Convergence with the Nasdaq grew during the coronavirus pandemic, driven in part by institutional investors such as hedge funds, donations and family offices that pour money into the cryptocurrency market.
Unlike the idealists who sparked initial enthusiasm for bitcoin in 2010, these professional traders treat cryptocurrency as part of a larger portfolio of high-risk investments in high-profit technologies. Some are under pressure to provide short-term customer returns and are less ideologically committed to the long-term potential of bitcoin. And when they lose faith in the technology industry as a whole, it affects their bitcoin transactions.
Updated
May 11, 2022, 4:49 p.m. ET
“Five years ago, the people involved in crypto were crypto people,” said Mike Burroughs, founder of the Fortis Digital blockchain investment fund. “Now you have guys who are in the whole range of risky assets. So when they get hit there, it affects their psychology. “
Stock market concerns – plagued by challenging economic trends, including Russia’s invasion of Ukraine and historic inflation levels – have been particularly pronounced in declining technology stocks this year. Meta, the company formerly known as Facebook, has shrunk by more than 40 percent this year. Netflix lost 70 percent of its value.

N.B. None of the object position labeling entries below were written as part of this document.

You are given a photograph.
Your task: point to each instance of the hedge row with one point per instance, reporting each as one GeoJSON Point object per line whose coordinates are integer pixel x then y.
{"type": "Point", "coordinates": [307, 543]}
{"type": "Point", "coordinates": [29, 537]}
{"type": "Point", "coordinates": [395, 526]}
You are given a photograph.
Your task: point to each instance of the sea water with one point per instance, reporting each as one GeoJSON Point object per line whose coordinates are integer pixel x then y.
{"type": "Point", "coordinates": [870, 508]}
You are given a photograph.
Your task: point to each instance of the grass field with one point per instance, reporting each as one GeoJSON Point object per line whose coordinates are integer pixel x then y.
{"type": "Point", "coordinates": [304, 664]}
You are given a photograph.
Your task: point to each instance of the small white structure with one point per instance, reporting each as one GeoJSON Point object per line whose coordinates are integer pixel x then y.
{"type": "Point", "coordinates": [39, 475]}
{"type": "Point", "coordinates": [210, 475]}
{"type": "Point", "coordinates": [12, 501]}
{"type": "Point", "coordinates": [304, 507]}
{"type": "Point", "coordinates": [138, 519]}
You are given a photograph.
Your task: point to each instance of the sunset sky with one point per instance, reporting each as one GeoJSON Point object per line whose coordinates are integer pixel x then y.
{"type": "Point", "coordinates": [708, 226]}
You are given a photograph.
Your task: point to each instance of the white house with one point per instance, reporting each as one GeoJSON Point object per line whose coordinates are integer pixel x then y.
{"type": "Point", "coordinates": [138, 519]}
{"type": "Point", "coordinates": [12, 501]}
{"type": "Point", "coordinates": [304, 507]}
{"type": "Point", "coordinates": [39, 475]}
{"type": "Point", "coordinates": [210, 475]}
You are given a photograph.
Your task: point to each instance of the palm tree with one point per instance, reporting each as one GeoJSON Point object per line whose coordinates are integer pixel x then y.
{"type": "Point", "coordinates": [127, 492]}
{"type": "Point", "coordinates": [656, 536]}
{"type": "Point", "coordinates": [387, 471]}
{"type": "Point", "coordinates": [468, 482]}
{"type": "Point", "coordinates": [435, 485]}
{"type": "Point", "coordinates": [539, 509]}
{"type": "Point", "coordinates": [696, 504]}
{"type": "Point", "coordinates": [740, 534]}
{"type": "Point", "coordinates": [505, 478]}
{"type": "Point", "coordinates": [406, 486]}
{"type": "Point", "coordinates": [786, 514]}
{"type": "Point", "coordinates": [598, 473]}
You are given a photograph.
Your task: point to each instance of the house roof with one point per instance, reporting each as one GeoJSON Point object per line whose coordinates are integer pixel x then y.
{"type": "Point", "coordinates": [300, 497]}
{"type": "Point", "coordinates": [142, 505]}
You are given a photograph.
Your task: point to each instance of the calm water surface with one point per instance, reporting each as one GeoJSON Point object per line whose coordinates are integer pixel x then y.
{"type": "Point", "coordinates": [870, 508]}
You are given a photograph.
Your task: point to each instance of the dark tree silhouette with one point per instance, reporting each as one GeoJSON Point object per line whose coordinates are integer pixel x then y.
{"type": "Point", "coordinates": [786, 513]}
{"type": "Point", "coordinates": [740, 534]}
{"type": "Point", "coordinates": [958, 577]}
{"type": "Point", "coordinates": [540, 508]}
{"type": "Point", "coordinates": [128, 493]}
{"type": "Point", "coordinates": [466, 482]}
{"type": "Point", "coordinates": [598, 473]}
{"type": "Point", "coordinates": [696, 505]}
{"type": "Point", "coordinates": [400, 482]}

Shares of Coinbase, the cryptocurrency exchange, fell 26 percent on Wednesday after declining revenue and a loss of $ 430 million in the first quarter. Shares of the company have fallen more than 75 percent overall this year.
The Nasdaq is already in the bear market after finishing down 29 percent on Wednesday from mid-November. November was also when the price of bitcoin peaked at nearly $ 70,000. The crash was a reality test for bitcoin evangelicals.
“There was this undeniable retail belief that bitcoin was a hedge of inflation at the end of last year – it was a safe haven, it would replace the dollar,” said Ed Moya, a cryptocurrency analyst at OANDA. “And what happened was that inflation started to get very ugly and bitcoin lost half its value.
The prices of other cryptocurrencies have also plummeted. The price of ether, the second most valuable cryptocurrency, has fallen by about 25 percent since early April to below $ 2,300. Others, such as Solana and Cardano, have also experienced sharp declines this year.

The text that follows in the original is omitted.